A group benefit captive is similar to traditional self insurance, which has stop loss insurance to cover catastrophic claims, except that the captive provides a middle layer of coverage between the employer’s claims and catastrophic stop loss claims. This layer is where the risk is shared among member employers and acts as a shock absorber for individual members so that an individual bad year is buffered by the pool, just as the results of an individual good year in a captive wouldn’t be quite as good for a member on its own.
The benefit of a captive arrangement for members is that, over time, a group captive provides a more stable environment for predicting health care costs. All employers are going to have that “bad” claims year and the idea of a group captive is to share that risk so that cash flow and planning are more predictable. In return, the captive members give up a slice of the reward of having a good year. Think of the risk in terms of gentle rolling hills rather than the steep up and down of mountain ranges.
Benefit captives come in many shapes and sizes – some are based on industry and some are not. Some are dividend eligible and some are not. Some are run by outside insurance companies and some are independent of any individual insurance carrier. Some cover hundreds of thousands of employees and some barely crack a thousand.
Whatever the form, the intent of group captives is to create a more stable health care funding arrangement for those that join. In essence, employers who join a group captive believe that they are better off together than going it alone on a fully-insured basis or a traditional self-insured basis. They can be particularly attractive for smaller employers who want the opportunity to enjoy the benefits of self-funding without high risk.

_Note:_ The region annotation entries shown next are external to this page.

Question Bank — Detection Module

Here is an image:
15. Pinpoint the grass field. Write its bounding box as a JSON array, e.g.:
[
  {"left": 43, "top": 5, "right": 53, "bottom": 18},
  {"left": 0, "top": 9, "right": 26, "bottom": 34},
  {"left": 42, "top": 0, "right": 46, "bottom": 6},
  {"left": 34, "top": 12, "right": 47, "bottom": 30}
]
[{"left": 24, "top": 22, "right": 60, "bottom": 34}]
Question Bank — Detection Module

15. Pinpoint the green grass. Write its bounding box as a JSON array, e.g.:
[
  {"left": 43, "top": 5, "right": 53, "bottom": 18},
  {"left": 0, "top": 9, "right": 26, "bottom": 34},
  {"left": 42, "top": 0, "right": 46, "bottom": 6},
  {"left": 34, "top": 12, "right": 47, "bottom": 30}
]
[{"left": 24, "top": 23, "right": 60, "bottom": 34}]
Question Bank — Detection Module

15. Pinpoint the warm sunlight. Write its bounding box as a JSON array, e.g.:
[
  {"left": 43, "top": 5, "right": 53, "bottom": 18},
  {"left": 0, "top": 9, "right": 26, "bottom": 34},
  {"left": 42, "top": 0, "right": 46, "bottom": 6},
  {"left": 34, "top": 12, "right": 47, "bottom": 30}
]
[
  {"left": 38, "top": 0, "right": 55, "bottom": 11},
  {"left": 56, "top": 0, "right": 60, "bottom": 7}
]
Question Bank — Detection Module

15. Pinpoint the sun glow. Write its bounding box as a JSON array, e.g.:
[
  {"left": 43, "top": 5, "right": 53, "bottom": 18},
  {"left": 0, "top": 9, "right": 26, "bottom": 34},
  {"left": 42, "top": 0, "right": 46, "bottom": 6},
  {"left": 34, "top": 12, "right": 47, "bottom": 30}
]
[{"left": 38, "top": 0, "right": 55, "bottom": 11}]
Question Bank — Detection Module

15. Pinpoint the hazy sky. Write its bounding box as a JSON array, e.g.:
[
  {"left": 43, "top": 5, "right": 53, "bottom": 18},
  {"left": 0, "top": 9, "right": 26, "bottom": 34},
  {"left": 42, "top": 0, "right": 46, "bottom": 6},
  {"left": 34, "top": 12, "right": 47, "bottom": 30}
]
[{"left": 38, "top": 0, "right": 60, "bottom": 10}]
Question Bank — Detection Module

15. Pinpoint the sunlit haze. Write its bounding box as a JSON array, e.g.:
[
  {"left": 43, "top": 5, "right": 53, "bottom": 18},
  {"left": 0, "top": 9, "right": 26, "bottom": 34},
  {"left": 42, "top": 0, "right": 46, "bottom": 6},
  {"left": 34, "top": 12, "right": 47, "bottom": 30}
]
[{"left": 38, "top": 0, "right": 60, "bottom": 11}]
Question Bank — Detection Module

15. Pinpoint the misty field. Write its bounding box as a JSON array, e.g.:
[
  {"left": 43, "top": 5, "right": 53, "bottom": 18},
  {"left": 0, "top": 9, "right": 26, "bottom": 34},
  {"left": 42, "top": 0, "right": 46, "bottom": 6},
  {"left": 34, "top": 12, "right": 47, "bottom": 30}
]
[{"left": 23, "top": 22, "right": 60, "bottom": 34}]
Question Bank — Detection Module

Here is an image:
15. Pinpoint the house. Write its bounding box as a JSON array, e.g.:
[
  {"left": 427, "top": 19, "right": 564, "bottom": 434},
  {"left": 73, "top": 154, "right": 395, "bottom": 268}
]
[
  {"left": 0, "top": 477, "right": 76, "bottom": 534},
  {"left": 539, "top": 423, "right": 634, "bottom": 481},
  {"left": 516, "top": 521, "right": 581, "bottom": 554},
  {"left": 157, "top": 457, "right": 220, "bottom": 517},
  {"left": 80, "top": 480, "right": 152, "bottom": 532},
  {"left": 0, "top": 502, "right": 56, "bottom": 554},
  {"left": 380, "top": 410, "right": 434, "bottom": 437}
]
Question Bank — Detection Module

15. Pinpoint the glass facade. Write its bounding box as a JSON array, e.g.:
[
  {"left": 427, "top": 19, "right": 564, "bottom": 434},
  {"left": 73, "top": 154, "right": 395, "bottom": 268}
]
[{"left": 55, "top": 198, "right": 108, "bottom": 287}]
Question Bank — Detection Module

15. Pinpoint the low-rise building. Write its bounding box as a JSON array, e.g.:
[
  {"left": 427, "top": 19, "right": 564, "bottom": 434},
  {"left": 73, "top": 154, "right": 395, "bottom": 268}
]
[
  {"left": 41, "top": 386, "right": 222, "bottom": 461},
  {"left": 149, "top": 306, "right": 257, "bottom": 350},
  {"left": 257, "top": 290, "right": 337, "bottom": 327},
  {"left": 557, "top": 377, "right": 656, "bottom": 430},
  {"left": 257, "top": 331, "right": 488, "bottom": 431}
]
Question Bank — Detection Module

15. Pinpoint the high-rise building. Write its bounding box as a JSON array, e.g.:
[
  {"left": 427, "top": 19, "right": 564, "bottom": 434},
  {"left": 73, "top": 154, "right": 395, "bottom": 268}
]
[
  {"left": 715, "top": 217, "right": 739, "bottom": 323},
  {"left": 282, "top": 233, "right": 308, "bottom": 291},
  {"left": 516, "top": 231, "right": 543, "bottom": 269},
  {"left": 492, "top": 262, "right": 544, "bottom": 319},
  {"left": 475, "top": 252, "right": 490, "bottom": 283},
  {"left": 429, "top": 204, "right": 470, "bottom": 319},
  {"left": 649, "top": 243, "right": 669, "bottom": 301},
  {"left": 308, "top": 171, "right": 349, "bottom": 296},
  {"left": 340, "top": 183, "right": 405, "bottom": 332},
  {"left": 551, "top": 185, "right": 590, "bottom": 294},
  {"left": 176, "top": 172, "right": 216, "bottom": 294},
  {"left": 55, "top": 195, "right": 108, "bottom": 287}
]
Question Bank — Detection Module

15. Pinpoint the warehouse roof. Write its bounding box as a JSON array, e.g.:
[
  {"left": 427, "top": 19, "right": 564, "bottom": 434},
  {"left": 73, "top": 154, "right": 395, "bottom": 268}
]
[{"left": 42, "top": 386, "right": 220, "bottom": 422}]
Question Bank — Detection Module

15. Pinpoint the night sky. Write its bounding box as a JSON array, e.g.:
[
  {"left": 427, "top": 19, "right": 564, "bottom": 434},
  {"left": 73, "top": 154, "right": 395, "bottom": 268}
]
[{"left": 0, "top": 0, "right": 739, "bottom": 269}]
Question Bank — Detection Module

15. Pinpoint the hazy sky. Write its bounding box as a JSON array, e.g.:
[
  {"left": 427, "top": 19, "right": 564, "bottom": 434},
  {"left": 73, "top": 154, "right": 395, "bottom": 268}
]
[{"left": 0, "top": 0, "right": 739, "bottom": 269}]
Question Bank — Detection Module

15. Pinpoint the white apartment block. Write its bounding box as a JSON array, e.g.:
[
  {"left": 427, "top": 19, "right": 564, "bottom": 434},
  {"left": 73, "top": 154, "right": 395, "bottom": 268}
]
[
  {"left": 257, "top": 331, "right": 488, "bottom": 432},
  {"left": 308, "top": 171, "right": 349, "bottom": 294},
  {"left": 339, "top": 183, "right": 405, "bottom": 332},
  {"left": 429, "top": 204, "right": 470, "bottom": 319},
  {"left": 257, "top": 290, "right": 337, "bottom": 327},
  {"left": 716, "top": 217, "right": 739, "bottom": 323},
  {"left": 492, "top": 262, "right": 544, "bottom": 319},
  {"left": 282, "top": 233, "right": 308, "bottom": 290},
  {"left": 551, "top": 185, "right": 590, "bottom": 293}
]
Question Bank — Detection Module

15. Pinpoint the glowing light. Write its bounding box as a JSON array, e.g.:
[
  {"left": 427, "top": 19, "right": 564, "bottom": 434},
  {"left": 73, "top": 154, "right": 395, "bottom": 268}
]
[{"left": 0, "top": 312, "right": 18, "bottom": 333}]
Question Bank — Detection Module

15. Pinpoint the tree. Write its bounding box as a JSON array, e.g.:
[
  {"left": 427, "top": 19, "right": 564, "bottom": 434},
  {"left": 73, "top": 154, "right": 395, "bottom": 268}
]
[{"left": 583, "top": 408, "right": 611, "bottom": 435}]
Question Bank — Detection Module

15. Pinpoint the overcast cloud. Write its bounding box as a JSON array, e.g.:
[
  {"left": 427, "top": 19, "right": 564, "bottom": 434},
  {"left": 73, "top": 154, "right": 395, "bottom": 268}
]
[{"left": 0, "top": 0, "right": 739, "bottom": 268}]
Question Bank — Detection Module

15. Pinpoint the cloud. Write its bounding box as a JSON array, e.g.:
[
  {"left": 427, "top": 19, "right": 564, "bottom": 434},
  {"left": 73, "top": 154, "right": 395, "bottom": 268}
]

Click next to see the eight reason a captive might be right for you...
With that said, the eight reasons a group benefit captive might be right for you:
- You’re fully insured and sick of crossing your fingers at renewal time.
- You want more flexibility in how you design your health plan.
- You like the idea of self-funding and the accompanying benefits, but are worried about the risk of doing it on your own.
- You want to avoid mandated fees of health care reform.
- You like the idea of sharing best practices and purchasing power with other like-minded employers.
- You want access to claims data for decision-making.
- You want to take a more active role in trying to contain health care costs for your organization.
- You’d rather have profits returned to you than go to an insurance company.
If some, or all, of these points resonate with you it might be time to investigate a group benefits captive for your organization.